As a diversion-type run-of-the-river power plant, Dariali HPP required a very limited flooding the upper part of the river (the upstream impounding pond volume is 7,000 m³ ), and a reduced construction magnitude, thus drastically decreasing the environmental impact of the project both in short and long-term perspectives. Dariali HPP features a fish path, which should create close to natural conditions to the local river ichtyofauna (namely brown trout). The company is committed to maintain the biodiversity and for this purpose the Aquatic Biodiversity Action Plan by the Blue Rivers Environmental Consulting company has been developed.

The Project claims to be the first carbon neutral energy project construction in Georgia. In order to compensate for entire lifecycle GHG emissions of the project (construction works and operation), the project includes a reforestation component. 200 hectares of forest are set to be planted by 2021 in the nearby Kazbegi Municipality.

The use of Dariali HPP hydropower instead of new fossil-fueled capacities will cause the reduction of more than 250,000 tons of greenhouse gas annually, and reduce Georgia's dependence on imported fossil fuels.

==Local impacts==
Electricity demand in Georgia has been on the rise since 2009 and investments in new generation capacity were lagging behind. Georgia has a huge economically viable hydroelectricity generation potential (about 27 TWh/year), although only about a third of it was tapped (8,5 GWh/year) in the 2010s, allowing a large increase in future installed capacity. The Dariali HPP generated electricity will be consumed in winter locally and exported in summer. There are plans to export the electricity to Turkey, Syria, Iraq and Balkan countries, but if Georgia's economy develops further, it will be used to cover domestic needs.

According to the EBRD the project will strengthen the private energy sector in Georgia where state owned generators account for 45% of electricity consumption. Construction of Dariali HPP aimed at developing the hydroelectric potential of the Tergi River.

Income growth of Kazbegi municipality and the whole region is also expected. Construction works generated 420 jobs and plant operation requires another 70, both mostly attributed to local residents. The facility will make an annual contribution of Lari 2,5 million to the local budget as a result of the property tax. The contractor is also involved in various social activities (for example, it sponsors the children's rugby team in Kazbegi).

==Opposition==
The critique focuses on the fact that the project will divert about 90% of Tergi’s water leaving an approximate 8 km section of the Tergi River with minimum environmental flow only.

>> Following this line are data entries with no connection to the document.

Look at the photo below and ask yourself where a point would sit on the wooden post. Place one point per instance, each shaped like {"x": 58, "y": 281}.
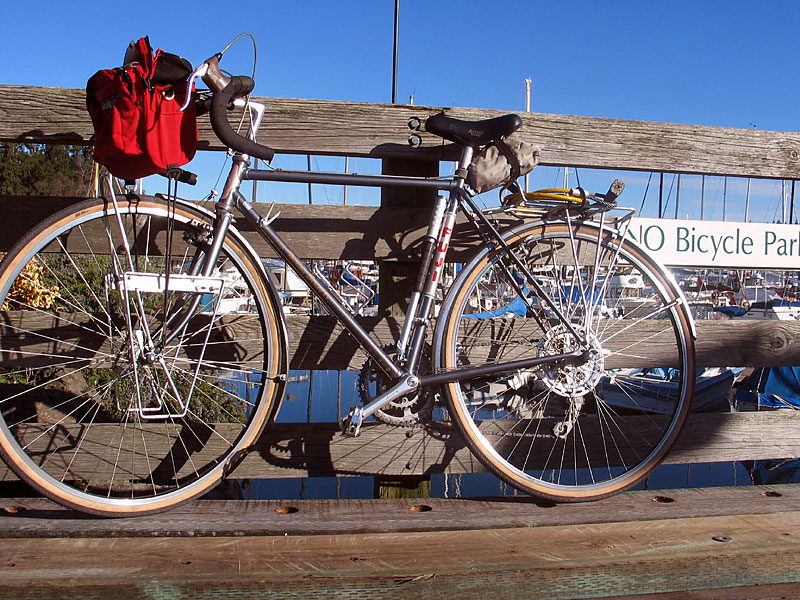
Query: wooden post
{"x": 397, "y": 277}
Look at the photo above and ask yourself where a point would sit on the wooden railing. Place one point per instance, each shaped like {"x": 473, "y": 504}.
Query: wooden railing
{"x": 391, "y": 233}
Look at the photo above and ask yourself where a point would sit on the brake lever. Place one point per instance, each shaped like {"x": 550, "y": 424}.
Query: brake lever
{"x": 198, "y": 72}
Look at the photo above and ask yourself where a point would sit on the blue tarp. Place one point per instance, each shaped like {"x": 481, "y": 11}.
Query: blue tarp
{"x": 772, "y": 387}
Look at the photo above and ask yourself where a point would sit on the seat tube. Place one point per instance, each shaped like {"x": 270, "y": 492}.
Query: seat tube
{"x": 436, "y": 269}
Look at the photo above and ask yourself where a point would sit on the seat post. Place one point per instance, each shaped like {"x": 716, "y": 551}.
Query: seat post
{"x": 467, "y": 152}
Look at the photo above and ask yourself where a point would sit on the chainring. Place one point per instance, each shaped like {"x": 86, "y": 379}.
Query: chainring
{"x": 403, "y": 412}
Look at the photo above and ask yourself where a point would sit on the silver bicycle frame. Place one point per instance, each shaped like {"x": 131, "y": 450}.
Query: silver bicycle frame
{"x": 412, "y": 337}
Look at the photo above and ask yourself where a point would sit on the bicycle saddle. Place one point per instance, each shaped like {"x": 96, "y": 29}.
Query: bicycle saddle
{"x": 472, "y": 133}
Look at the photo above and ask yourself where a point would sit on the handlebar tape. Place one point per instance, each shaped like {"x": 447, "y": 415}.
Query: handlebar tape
{"x": 238, "y": 87}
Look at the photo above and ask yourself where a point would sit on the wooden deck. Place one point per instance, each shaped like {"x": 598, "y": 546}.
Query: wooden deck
{"x": 739, "y": 542}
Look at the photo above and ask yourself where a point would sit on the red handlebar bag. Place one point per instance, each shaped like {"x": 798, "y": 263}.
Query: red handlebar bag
{"x": 138, "y": 129}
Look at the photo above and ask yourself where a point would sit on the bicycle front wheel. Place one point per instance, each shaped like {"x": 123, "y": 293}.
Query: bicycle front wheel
{"x": 567, "y": 431}
{"x": 131, "y": 381}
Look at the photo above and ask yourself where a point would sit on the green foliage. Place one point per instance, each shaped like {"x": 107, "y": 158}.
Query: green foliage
{"x": 45, "y": 170}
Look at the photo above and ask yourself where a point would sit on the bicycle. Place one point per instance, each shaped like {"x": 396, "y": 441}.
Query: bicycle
{"x": 130, "y": 385}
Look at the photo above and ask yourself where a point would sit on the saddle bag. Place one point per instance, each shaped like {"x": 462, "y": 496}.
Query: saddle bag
{"x": 138, "y": 129}
{"x": 500, "y": 164}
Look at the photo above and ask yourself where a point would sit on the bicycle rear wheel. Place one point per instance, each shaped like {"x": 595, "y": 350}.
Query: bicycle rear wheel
{"x": 103, "y": 407}
{"x": 569, "y": 432}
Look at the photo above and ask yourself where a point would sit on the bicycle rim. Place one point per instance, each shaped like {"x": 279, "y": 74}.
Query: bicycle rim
{"x": 569, "y": 432}
{"x": 102, "y": 409}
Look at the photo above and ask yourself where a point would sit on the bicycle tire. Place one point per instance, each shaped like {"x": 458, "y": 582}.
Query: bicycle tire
{"x": 87, "y": 416}
{"x": 569, "y": 433}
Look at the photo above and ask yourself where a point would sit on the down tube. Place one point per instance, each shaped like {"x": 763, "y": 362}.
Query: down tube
{"x": 328, "y": 299}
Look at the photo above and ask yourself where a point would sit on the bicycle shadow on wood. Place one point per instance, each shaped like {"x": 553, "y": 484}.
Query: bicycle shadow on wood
{"x": 320, "y": 450}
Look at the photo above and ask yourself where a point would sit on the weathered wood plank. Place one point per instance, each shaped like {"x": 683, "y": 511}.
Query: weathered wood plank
{"x": 320, "y": 343}
{"x": 41, "y": 518}
{"x": 319, "y": 449}
{"x": 598, "y": 560}
{"x": 312, "y": 231}
{"x": 58, "y": 115}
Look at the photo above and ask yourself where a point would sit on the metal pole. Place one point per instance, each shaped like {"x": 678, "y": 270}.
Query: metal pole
{"x": 396, "y": 35}
{"x": 527, "y": 109}
{"x": 309, "y": 183}
{"x": 725, "y": 199}
{"x": 747, "y": 202}
{"x": 344, "y": 198}
{"x": 702, "y": 197}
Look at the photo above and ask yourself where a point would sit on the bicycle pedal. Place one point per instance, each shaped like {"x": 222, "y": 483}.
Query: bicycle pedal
{"x": 351, "y": 424}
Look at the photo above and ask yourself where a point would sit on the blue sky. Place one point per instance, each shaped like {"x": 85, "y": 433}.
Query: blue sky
{"x": 728, "y": 63}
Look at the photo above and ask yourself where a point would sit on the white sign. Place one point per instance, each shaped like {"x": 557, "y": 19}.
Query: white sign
{"x": 727, "y": 244}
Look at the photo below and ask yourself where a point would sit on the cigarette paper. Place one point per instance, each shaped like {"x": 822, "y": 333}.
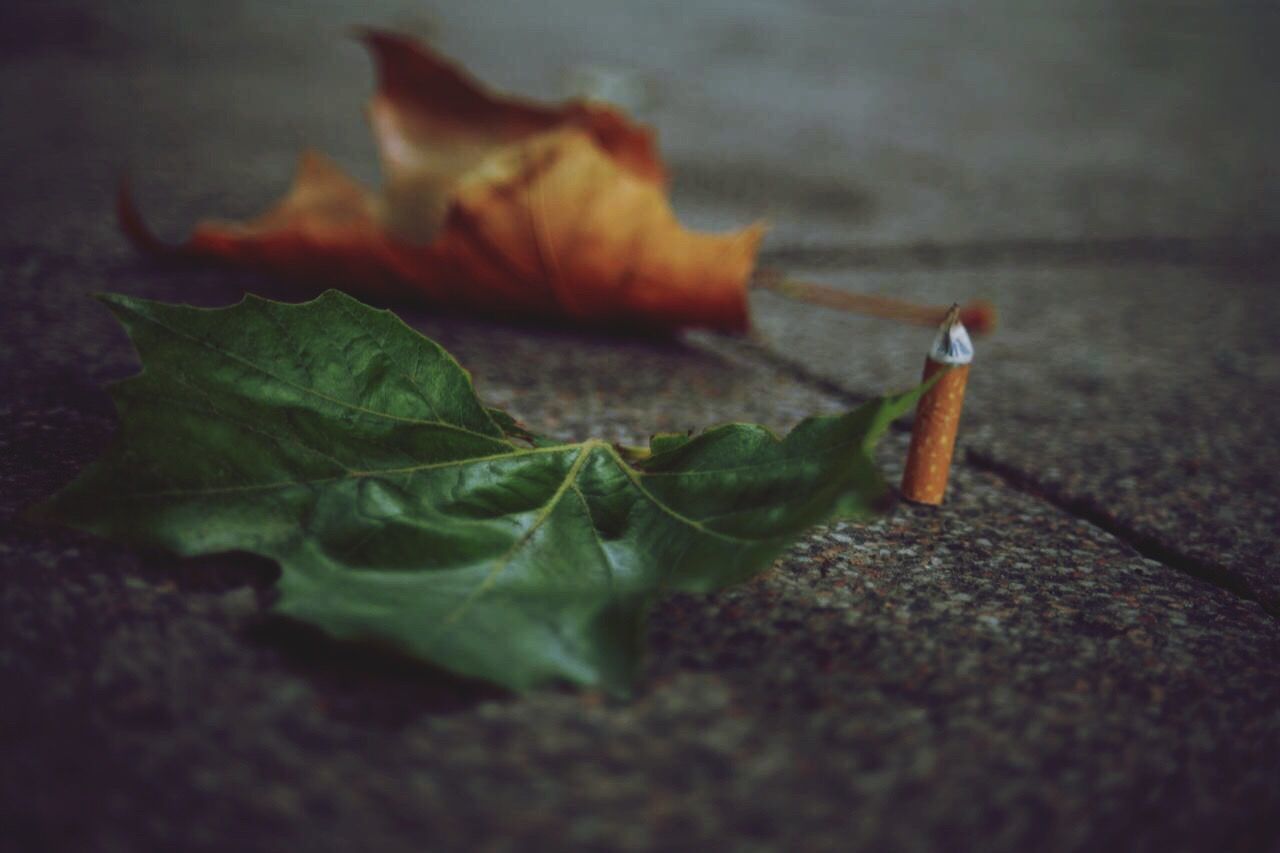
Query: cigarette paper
{"x": 937, "y": 415}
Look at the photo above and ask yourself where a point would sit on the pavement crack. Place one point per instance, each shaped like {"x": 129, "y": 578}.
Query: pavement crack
{"x": 1141, "y": 542}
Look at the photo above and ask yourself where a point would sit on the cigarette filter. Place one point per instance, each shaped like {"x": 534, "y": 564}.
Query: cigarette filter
{"x": 937, "y": 415}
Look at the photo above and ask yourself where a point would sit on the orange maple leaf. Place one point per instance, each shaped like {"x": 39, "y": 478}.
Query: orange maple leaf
{"x": 493, "y": 205}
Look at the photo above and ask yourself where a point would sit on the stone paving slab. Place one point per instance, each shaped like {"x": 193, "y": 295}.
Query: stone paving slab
{"x": 888, "y": 123}
{"x": 995, "y": 675}
{"x": 999, "y": 674}
{"x": 1143, "y": 396}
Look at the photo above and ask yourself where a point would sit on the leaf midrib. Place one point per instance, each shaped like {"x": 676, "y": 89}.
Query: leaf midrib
{"x": 319, "y": 395}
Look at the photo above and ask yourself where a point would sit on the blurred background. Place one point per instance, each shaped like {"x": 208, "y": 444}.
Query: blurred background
{"x": 878, "y": 122}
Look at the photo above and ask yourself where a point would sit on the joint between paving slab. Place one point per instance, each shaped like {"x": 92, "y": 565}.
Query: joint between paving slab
{"x": 1084, "y": 509}
{"x": 1143, "y": 543}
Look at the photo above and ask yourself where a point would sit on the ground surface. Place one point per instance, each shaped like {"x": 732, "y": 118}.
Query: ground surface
{"x": 1079, "y": 649}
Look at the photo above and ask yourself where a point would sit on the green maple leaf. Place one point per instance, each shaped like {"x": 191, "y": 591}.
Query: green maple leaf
{"x": 355, "y": 452}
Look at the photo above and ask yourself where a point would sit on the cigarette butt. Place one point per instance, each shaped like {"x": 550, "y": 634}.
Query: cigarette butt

That is particularly problematic since the HPP borders with the territory of the Kazbegi National park. At present the possible impact on biodiversity especially brown trout listed in the Georgia Red List is being investigated and if any, relevant mitigation measures will be developed. The landscape on this section of the gorge will also change.

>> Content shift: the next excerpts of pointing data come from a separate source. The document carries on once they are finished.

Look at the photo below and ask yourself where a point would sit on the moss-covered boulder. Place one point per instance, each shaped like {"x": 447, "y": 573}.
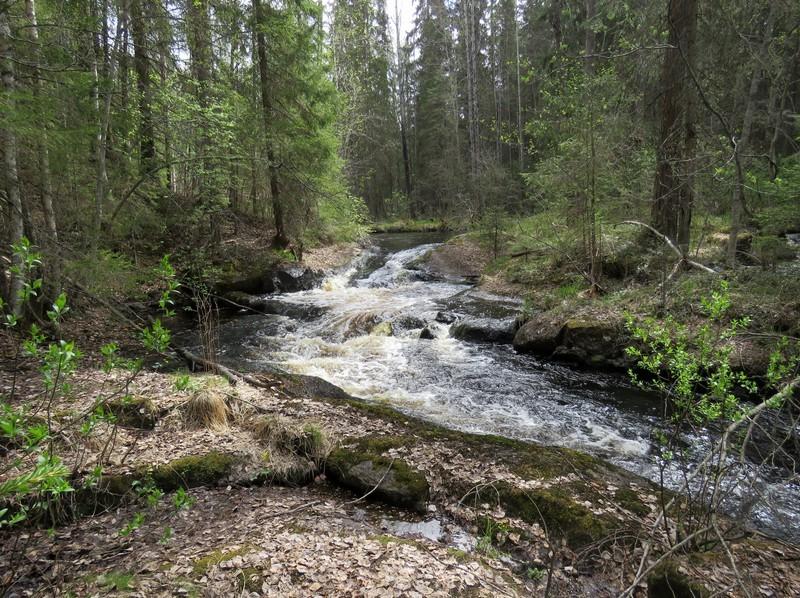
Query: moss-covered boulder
{"x": 667, "y": 582}
{"x": 364, "y": 467}
{"x": 135, "y": 412}
{"x": 593, "y": 342}
{"x": 552, "y": 508}
{"x": 484, "y": 330}
{"x": 195, "y": 470}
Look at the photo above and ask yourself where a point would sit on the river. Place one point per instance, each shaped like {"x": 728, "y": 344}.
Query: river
{"x": 336, "y": 332}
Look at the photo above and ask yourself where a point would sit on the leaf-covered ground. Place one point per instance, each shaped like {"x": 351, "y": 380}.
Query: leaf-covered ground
{"x": 318, "y": 540}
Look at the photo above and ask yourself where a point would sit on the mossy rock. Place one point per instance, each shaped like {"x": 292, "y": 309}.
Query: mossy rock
{"x": 552, "y": 508}
{"x": 135, "y": 412}
{"x": 363, "y": 468}
{"x": 667, "y": 582}
{"x": 539, "y": 335}
{"x": 202, "y": 565}
{"x": 195, "y": 470}
{"x": 629, "y": 499}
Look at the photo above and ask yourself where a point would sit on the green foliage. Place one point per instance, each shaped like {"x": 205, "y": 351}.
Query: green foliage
{"x": 135, "y": 523}
{"x": 535, "y": 573}
{"x": 182, "y": 499}
{"x": 106, "y": 274}
{"x": 116, "y": 581}
{"x": 692, "y": 368}
{"x": 184, "y": 382}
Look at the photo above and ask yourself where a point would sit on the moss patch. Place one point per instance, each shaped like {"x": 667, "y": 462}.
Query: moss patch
{"x": 362, "y": 469}
{"x": 194, "y": 470}
{"x": 553, "y": 508}
{"x": 204, "y": 564}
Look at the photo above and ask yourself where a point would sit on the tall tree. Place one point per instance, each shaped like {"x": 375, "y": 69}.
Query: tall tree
{"x": 673, "y": 193}
{"x": 281, "y": 238}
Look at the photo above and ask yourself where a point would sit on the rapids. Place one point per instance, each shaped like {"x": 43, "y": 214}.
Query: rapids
{"x": 330, "y": 332}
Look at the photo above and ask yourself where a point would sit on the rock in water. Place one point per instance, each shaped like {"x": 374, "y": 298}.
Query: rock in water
{"x": 383, "y": 329}
{"x": 360, "y": 470}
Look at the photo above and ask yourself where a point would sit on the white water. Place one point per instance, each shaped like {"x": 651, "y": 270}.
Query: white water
{"x": 480, "y": 388}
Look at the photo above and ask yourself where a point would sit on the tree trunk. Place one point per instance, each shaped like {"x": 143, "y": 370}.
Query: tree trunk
{"x": 16, "y": 223}
{"x": 140, "y": 19}
{"x": 673, "y": 189}
{"x": 520, "y": 138}
{"x": 42, "y": 146}
{"x": 281, "y": 238}
{"x": 738, "y": 199}
{"x": 401, "y": 98}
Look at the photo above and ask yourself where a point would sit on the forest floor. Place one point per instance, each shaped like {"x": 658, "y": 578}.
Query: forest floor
{"x": 501, "y": 517}
{"x": 233, "y": 535}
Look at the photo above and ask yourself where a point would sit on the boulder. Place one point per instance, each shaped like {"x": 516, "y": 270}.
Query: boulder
{"x": 395, "y": 482}
{"x": 594, "y": 343}
{"x": 445, "y": 317}
{"x": 135, "y": 412}
{"x": 484, "y": 330}
{"x": 279, "y": 280}
{"x": 382, "y": 329}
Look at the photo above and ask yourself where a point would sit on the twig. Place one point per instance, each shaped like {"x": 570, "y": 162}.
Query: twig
{"x": 683, "y": 259}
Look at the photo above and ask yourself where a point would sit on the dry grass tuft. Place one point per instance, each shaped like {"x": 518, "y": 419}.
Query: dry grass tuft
{"x": 288, "y": 438}
{"x": 208, "y": 405}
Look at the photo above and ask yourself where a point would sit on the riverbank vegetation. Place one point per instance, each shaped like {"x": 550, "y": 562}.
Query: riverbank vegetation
{"x": 630, "y": 171}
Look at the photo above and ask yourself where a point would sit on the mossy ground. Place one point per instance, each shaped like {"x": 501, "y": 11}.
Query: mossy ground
{"x": 203, "y": 564}
{"x": 135, "y": 412}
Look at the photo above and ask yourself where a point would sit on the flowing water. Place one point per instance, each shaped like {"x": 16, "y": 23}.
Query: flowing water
{"x": 338, "y": 332}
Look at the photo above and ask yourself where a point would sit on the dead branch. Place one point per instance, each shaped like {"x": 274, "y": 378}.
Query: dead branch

One of the more known Georgian NGOs, Green Alternative, has warned already in 2012 about the increased risk of natural disasters due to inadequate analysis of the hydrological regime of the Tergi river and its tributaries, glacial rivers with large fall of stream, significant sedimentation drift and mudflow currents during heavy rain and snowmelt periods. It has filed a complaint against the company Dariali Energy, but it failed to win the cases. There was a case landslide already (in May 2014), when around 1,5 million cubic metres of landmass crashed down the mountainside and deposited in Tergi River, causing human deaths and destroying of the roads. However, there is no confirmation of the contribution of the Dariali HPP construction to this dangerous natural phenomenon.